RFC: ggml-bridge — Standardized Tensor Exchange between with llama.cpp (and stable-diffusion.cpp) #24538

martinbu69 · 2026-06-12T18:15:30Z

martinbu69
Jun 12, 2026

RFC: ggml-bridge — Standardized Tensor Exchange Between llama.cpp and stable-diffusion.cpp

Authors: [TBD]
Status: Draft
Target: huggingface/llama.cpp, leejet/stable-diffusion.cpp
Date: June 2026

Abstract

We propose ggml-bridge, a lightweight specification and library for exchanging intermediate tensor data (embeddings, conditioning vectors) between ggml-based inference tools — primarily llama.cpp and stable-diffusion.cpp.

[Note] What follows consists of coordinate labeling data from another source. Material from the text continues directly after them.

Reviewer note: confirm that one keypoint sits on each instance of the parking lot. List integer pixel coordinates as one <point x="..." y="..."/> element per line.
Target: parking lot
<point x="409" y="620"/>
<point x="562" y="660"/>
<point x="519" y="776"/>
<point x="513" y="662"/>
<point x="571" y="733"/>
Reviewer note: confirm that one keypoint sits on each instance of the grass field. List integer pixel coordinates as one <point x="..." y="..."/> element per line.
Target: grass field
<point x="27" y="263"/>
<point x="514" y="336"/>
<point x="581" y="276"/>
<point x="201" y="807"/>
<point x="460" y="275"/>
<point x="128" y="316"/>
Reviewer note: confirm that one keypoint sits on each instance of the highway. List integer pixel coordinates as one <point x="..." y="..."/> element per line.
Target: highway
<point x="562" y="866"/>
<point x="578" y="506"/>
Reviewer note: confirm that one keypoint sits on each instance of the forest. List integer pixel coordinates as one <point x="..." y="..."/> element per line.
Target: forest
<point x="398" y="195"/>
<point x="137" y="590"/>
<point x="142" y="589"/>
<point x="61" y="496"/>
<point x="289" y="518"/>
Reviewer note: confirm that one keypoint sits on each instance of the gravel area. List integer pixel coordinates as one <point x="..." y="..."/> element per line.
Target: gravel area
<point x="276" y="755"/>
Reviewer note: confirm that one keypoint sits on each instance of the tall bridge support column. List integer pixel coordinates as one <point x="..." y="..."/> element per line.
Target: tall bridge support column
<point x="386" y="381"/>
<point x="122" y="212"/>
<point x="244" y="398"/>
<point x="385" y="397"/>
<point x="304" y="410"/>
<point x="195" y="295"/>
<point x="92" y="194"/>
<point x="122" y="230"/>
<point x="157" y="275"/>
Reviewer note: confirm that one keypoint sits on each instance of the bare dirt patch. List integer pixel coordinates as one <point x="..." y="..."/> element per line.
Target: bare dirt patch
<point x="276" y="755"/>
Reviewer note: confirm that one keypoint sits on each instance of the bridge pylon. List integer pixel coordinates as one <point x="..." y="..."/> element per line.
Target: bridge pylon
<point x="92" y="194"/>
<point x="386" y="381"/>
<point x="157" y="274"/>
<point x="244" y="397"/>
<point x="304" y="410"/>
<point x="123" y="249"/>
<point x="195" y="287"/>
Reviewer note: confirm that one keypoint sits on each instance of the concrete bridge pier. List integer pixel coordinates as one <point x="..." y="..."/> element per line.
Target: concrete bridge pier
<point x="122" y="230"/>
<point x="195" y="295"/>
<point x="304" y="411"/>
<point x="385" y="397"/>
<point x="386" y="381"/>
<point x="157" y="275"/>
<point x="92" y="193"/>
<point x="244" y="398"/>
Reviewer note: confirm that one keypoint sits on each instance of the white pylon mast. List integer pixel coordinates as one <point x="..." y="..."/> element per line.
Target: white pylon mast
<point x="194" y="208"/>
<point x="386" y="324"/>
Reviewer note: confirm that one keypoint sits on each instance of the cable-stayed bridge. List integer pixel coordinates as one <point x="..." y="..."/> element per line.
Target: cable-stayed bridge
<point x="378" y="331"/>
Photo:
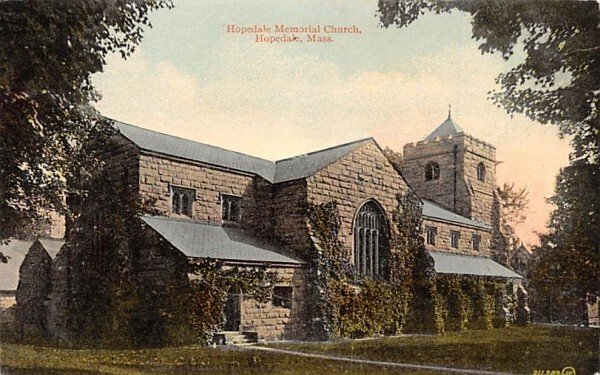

This enables a UNIX-philosophy approach to multimodal AI: each binary does one thing well, and a standardized tensor pipe connects them.

Problem Statement

The Duplication Problem

stable-diffusion.cpp currently reimplements transformer inference for text and vision encoders that llama.cpp already handles — often better:

Encoder	sd.cpp (reimplemented)	llama.cpp (native)
CLIP ViT-L/14	✅ Custom C++ forward pass	✅ Native (LLaVA, CLIP models)
CLIP ViT-bigG	✅ Custom C++ forward pass	✅ Native
T5-XXL	✅ Custom C++ forward pass	✅ Native (seq2seq models)
Qwen3-VL-8B (Ideogram 4)	❌ Not implemented	✅ Native (multimodal)
Future vision encoders	❌ Must reimplement each one	✅ Already supported

This creates several problems:

Duplicated effort: Every new encoder must be re-implemented in C++ by both projects
Unequal optimization: llama.cpp has Flash Attention, KV-cache, advanced quantization — sd.cpp's encoder copies lag behind
Architectural bloat: sd.cpp grows with every new model architecture, moving away from its core strength (diffusion inference)
Blocked features: Ideogram 4's vision-encoder-based character reference is impossible in sd.cpp today — not because of a fundamental limitation, but because the VLM integration path doesn't exist

The Multimodal Gap

Modern image generation models are increasingly multi-model pipelines:

Ideogram 4:    Qwen3-VL-8B (vision) → DiT (diffusion)
FLUX.2:        T5-XXL (text) + CLIP (text) → DiT (diffusion)  
SD3:           CLIP-L + CLIP-G + T5-XXL → MMDiT (diffusion)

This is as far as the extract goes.